Kalau menelisik sedikit ke belakang, sewaktu kampanye pemilu, Prabowo adalah tokoh yang paling keras menyerang pemerintahan Jokowi. Jokowi kerap dinarasikan sebagai antek asing dan boneka Megawati yang bisa dikontrol melelaui remot.
Jokowi juga dituduh suka mengkriminalisasi kelompok-kelompok ulama di Indonesia, menjebloskan mereka ke dalam sel tahanan. Bahkan kasus imam besar Front Pembela Islam (FPI) dianggap ada campur tangan Jokowi di belakangnya.
Kelompok islam yang diwakili oleh alumni 212 adalah yang paling getol dalam masalah ini, mereka adalah pendukung Prabowo. Rangkaian aksi dan acara berlabel politik tapi dibungkus dengan kegiatan agama seringkali digelar seperti di Monumen Nasional (Monas).
Tujuan mereka cuma satu, tumbangkan rezim Jokowi yang tidak mengapresiasi islam dengan mendorong Prabowo sebagai representasi. Namun kelihatannya, Prabowo bukanlah dari latar belakang gerakan islam yang punya singgungan langsung, melainkan karena momen dan kesamaan menimbang rezim Jokowi, akhirnya kelompok islam mendukung Prabowo.
Tetapi apa yang terjadi setelah Prabowo kalah, dulu Prabowo dengan lantang mengkritik pemerintahan Jokowi, kini lunak dengan tawaran kekuasaan. Apa yang sebenarnya yang diperjuangkan Prabowo, Islam atau kekuasaan? Saya kira pendukung Prabowo bisa menjawab pertanyaan ini.
Puasa Setia PKS
PKS sudah mendapatkan konfirmasi terkait Gerindra yang akan bergabung di koalisi Jokowi, tak tanggung-tanggung PKS juga diajak bergabung, menikmati empuknya kursi kekuasaan.
Ketum PKS Sohibul Iman dalam keterangannya menolak partai oposisi bergabung dengan koalisi, hal itu demi menjaga marwah demokrasi yang sedang diperjuangkan. Bila Gerindra dan PKS melunak, lalu siapa lagi yang akan menjaga sendi-sendi demokrasi.
Pemerintahan dengan dukungan mayoritas partai politik, akan menciptakan eksekutif yang terlalu besar kewenangannya, karena peran parpol di legislatif hanya sekadar tukang stempel dan setuju saja setiap pengajuan anggaran dan kebijakan baru dikeluarkan.

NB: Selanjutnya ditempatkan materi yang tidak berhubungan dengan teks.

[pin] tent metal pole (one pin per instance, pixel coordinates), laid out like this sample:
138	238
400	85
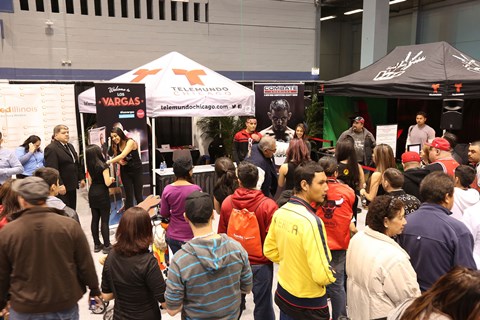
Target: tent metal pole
84	146
154	158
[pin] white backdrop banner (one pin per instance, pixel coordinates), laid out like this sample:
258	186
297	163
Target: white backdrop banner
27	109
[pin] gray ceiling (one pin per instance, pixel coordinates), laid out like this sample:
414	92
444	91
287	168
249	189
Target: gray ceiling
338	7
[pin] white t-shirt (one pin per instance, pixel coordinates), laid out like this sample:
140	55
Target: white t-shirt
417	135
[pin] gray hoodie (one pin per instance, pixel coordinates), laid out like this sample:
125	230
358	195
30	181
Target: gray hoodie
207	277
54	202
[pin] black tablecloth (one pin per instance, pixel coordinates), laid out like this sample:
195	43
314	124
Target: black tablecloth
206	181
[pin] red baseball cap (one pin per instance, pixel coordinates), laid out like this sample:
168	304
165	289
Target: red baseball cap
410	156
440	143
359	119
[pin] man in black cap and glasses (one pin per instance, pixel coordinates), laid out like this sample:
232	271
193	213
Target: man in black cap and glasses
45	260
363	139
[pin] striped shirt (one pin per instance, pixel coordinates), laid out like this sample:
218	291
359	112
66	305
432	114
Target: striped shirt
207	277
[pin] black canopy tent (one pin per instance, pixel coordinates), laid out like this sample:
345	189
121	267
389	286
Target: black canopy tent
425	71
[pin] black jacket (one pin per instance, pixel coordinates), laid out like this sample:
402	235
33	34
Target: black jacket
413	177
270	184
58	157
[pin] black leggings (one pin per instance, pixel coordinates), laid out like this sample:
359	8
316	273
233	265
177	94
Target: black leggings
70	199
97	214
133	184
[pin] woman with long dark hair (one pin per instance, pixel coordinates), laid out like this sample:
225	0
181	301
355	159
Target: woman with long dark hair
172	204
454	296
30	155
226	181
297	154
125	153
380	275
131	274
349	171
98	196
301	133
383	158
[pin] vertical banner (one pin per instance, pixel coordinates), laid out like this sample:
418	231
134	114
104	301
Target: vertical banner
34	109
387	134
123	105
279	107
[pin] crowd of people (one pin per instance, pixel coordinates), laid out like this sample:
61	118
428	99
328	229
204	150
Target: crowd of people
415	259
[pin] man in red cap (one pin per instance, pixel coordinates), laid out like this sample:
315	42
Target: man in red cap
364	140
474	159
440	156
421	132
413	173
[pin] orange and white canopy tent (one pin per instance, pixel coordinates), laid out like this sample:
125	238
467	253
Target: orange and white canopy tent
177	86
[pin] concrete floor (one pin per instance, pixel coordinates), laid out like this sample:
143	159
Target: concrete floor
85	219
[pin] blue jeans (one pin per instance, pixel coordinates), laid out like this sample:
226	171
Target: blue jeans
336	290
70	314
174	245
262	291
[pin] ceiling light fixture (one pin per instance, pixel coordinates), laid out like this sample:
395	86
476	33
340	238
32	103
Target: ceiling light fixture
327	18
353	12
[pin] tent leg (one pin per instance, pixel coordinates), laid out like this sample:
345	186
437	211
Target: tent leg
154	158
84	146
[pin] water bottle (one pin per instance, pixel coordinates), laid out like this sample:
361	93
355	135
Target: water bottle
93	304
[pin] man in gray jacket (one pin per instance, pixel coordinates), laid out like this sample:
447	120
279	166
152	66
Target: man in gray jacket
363	139
210	272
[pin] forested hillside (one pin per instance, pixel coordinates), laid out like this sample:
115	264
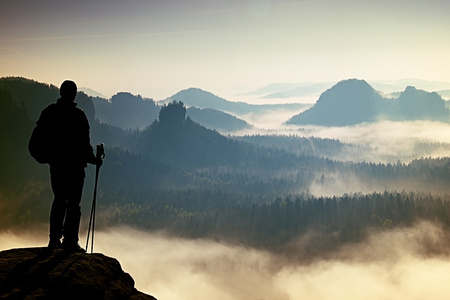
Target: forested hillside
177	176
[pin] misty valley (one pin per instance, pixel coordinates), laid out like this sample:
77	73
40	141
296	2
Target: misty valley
327	179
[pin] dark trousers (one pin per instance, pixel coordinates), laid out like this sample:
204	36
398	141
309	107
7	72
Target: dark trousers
67	185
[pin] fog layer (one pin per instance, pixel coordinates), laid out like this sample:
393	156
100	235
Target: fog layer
399	264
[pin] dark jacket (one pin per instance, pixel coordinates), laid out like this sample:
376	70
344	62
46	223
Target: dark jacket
67	133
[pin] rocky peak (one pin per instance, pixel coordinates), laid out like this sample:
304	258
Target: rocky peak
41	273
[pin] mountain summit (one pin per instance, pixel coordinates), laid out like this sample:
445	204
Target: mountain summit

PKS menyarankan pada Gerindra agar tetap pada komitmen awal, yaitu tetap konsisten sebagai partai oposisi, kendati Demokrat dan PAN sudah bermanuver sejak awal.
Sampai di sini, kita bisa melihat wajah asli seorang Prabowo, alih-alih memperjuangkan yang sudah kadung dikampanyekan pada masa pemilu, ternyata ia larut dengan jabatan dan kekuasaan.
Bila Gerindra dan PKS berada di luar pemerintahan, setidaknya posisi legislatif bakal disegani, namun bila hanya menyisahkan PKS sebagai kelompok oposisi maka legislatif tak lebih dari macan ompong: punya kewenangan besar tapi tersandera oleh kepentingan di eksekutif.